The sky turned pink again and started to fizz and crackle as the flare started its gentle parachute-borne descent. Reeve could see a four-man patrol five hundred yards off to his right. Reeve and Jay were lying beneath netting and local foliage, and the patrol would have to get a lot closer to see them, even with the help of the flare. There was a sudden shrill whistle, like one of the old tin-and-pea jobs football referees use.
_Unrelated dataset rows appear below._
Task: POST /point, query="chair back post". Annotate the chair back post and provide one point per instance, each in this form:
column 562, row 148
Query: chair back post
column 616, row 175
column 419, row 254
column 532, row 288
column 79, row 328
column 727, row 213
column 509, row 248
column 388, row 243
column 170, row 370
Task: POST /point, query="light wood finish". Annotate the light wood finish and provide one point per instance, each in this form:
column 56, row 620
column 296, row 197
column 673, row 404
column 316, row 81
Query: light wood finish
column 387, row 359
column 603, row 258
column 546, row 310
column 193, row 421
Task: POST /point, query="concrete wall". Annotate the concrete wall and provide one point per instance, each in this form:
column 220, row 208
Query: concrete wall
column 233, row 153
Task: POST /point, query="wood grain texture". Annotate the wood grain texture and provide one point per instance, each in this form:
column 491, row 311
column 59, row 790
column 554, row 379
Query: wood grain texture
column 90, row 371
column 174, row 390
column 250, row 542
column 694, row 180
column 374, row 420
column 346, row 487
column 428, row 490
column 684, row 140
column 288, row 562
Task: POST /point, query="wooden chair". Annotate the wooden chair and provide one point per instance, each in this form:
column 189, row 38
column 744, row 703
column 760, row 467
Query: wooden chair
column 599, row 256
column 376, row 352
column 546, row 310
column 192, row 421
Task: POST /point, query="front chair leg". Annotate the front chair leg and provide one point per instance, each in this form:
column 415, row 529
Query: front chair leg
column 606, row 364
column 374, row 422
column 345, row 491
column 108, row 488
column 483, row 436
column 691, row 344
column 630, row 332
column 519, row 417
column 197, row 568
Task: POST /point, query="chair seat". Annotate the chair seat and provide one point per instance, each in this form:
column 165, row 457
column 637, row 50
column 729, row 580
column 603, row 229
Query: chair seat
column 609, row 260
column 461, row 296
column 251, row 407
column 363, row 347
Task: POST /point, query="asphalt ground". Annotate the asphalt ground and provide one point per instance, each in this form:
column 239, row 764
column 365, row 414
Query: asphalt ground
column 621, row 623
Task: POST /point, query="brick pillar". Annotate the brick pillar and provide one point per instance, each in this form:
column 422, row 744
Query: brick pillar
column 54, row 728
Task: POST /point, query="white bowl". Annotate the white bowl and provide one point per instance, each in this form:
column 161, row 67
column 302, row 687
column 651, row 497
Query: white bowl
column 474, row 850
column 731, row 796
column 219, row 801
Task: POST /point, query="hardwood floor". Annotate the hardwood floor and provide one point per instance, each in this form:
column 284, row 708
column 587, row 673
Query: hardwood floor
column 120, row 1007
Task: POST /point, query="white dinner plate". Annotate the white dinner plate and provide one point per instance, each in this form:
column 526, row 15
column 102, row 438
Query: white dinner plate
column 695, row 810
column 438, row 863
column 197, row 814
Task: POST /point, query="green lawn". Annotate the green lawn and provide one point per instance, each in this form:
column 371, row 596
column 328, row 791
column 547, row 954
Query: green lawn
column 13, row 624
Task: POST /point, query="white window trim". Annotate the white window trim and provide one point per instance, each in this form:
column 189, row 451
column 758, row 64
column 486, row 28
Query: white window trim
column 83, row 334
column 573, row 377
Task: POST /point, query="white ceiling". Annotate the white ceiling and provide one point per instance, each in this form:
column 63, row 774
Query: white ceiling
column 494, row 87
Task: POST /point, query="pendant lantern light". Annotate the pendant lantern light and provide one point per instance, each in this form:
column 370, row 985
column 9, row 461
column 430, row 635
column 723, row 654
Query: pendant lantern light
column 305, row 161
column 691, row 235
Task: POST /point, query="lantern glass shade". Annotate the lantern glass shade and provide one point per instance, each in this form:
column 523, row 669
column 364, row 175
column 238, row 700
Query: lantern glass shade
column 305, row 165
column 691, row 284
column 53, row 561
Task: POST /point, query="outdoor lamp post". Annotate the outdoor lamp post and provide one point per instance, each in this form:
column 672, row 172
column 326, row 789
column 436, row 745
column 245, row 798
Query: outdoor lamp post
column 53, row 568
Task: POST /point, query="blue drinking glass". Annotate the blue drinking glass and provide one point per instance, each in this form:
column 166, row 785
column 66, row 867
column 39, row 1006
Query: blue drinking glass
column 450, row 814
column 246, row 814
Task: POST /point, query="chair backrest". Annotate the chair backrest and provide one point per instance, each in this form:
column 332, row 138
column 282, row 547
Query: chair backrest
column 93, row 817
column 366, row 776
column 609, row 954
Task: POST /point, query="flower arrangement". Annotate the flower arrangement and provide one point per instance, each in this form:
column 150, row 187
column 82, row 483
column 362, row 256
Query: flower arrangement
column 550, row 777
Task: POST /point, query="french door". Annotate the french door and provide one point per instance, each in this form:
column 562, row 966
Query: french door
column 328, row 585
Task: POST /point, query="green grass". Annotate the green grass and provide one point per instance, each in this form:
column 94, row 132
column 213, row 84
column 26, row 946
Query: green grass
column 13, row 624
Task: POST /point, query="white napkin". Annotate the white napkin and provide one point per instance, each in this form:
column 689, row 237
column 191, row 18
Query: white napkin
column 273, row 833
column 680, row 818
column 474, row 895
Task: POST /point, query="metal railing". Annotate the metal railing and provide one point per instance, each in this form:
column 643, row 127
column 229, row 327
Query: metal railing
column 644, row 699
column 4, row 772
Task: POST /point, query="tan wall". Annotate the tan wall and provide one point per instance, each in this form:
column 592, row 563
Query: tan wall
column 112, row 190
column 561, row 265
“Half time,” Jay whispered. He’d broken the code of silence, but he’d also broken the tension. Reeve found himself grinning, stifling laughter which wrenched itself up from his gut. The way Jay’s feet were quivering, he was laughing, too. It became almost uncontrollable. Reeve took a deep breath and expelled it slowly. The patrol was moving away at speed—and there was nothing funny about that.
Then the first rocket thudded into the ground several hundred yards to Reeve’s left. The earth beneath tried to buck his body into the air, and his face slammed down hard into the dirt.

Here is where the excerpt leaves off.